The Orthodox Presbyterian Church is governed by three sets of documents: its primary, secondary, and tertiary standards (cf. Form of Government, Chapter XXXII, Section 1). The primary standard of the Church is the Word of God, contained in the sixty-six books of the Old and New Testaments. Standing above the Church’s constitution, the Word of God is “the only rule to direct us how we may glorify and enjoy him” (Shorter Catechism, Q/A 2). Subordinate to the Word of God is the constitution, consisting of two sets of standards. The doctrinal standards of the Church (the Confession of Faith and Catechisms of the Orthodox Presbyterian Church) are its secondary standards, and the standards of government, discipline, and worship comprise its tertiary standards.
The book that you hold in your hand contains the tertiary standards of the Orthodox Presbyterian Church: its Form of Government, Book of Discipline, and Directory for the Public Worship of God. While printed separately from the secondary standards, they are not conceived, nor should they be used, in isolation from them. Several sections of the doctrinal standards refer directly or indirectly to worship and ecclesiology, such as those dealing with the sufficiency of Scripture, Christian liberty and liberty of conscience, religious worship and the Sabbath day, the civil magistrate, the church, the sacraments, church censures, and synods and councils.
The genius of Presbyterian church government lies in its appreciation for the value of such tertiary standards. They do not replace or compete with the Scriptures. Rather, they set forth rules and procedures by which the church corporately interprets and applies the Word of God. That is, this Book of Church Order provides the effective means by which the teaching of Scripture is applied to the Orthodox Presbyterian Church’s government, discipline, and worship. As Presbyterians have put this in the past, a book that rightly orders the church is not necessary for the being of the church (since there are true churches that do not follow these rules and procedures), but is necessary for the well-being of the church. The rules and procedures set forth in this book will promote and encourage the spiritual health of the Orthodox Presbyterian Church.
The differences in authority among the primary, secondary, and tertiary standards come to expression in two important respects. First, the language of the church officer ordination vows takes into account the relative weight of these standards. Ministers, elders, and deacons in the Orthodox Presbyterian Church are required to believe the Bible as the only infallible rule of faith and practice, to sincerely receive and adopt the Confession of Faith and Catechisms as containing the system of doctrine taught in Scripture, and to approve of the government, discipline, and worship of this Church. There is a lessening of the required commitment to the lower levels of these standards. Second, the standards are distinguished by the processes by which amendments may be made to them. The primary standard of Scripture cannot be altered, the secondary standards of doctrine may be amended only with difficulty and rarely, and the tertiary standards of church order may be more easily and frequently revised.

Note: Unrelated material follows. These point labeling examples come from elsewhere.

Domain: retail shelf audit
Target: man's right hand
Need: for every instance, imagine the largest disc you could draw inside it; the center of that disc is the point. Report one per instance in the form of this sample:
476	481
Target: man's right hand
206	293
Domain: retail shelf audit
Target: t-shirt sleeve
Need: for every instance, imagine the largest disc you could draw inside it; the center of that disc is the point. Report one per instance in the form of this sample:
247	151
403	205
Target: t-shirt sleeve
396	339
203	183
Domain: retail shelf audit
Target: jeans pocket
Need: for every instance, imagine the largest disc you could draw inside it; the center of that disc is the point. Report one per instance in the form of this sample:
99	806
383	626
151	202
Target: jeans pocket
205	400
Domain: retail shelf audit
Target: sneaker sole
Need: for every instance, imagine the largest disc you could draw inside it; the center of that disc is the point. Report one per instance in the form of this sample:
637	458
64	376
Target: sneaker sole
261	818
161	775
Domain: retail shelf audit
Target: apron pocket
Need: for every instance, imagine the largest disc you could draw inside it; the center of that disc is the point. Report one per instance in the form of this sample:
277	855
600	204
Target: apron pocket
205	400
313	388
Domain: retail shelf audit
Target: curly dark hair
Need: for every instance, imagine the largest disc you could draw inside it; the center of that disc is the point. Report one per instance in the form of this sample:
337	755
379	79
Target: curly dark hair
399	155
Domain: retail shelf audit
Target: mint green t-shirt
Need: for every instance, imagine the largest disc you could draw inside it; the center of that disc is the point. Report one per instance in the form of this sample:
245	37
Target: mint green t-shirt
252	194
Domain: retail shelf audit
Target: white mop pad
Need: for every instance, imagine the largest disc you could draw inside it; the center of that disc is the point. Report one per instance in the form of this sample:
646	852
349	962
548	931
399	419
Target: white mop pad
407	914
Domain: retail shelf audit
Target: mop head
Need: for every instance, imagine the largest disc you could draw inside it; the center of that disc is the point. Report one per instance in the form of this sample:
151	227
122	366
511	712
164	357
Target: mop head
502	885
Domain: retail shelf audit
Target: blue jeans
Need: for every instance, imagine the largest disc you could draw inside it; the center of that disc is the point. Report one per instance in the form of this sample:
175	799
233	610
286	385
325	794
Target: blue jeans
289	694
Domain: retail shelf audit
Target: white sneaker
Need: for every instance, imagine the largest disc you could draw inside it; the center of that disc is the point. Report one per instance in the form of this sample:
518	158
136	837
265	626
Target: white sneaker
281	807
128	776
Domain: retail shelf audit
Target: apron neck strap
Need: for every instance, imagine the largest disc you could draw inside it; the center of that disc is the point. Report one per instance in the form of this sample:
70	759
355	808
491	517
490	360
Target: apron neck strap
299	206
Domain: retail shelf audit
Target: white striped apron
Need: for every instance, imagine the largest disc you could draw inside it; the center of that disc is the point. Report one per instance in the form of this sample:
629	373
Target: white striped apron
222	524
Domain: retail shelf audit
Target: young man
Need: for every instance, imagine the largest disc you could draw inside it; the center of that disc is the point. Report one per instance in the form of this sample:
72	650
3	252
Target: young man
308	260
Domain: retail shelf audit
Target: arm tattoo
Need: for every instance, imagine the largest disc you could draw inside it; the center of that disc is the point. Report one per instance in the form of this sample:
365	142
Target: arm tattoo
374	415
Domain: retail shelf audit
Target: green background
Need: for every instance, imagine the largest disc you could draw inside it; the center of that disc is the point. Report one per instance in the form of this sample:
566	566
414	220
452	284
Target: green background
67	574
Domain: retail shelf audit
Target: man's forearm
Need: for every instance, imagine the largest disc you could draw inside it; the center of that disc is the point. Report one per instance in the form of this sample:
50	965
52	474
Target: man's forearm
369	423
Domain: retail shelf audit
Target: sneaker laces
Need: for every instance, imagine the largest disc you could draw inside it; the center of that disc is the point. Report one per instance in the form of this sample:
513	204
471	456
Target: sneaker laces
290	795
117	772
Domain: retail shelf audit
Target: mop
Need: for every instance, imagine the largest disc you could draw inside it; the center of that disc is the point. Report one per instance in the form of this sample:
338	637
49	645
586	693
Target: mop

This 2015 edition of The Book of Church Order of the Orthodox Presbyterian Church represents the current understanding of what this branch of the church believes the Scriptures teach about the government, discipline, and worship of the church of the Lord Jesus Christ. It was in 1941, five years after the founding of the Orthodox Presbyterian Church, that its General Assembly ordered the first edition of The Book of Church Order to be printed. In 1979 the General Assembly approved a substantially rewritten Form of Government. A major revision of the Book of Discipline was adopted in 1983. Beginning in 1995, further approved changes to these tertiary standards could ordinarily come into effect only in years ending in 5 or 0. And the General Assembly completed a sixty-two-year process of revising the Directory for the Public Worship of God by authorizing the publication of a special edition of these standards of government, discipline, and worship in 2011.
This edition of The Book of Church Order has been prepared in accordance with instructions of the General Assembly, in consultation with the stated clerk of the Assembly. The Committee on Christian Education has taken on the responsibility of publishing and distributing the book. It contains all the revisions of The Book of Church Order that have been approved since 2011 and which take effect on January 1, 2015. In accordance with the Form of Government, Chapter XXXII, Section 2, this particular edition of the book will remain in use in the Orthodox Presbyterian Church until at least 2020.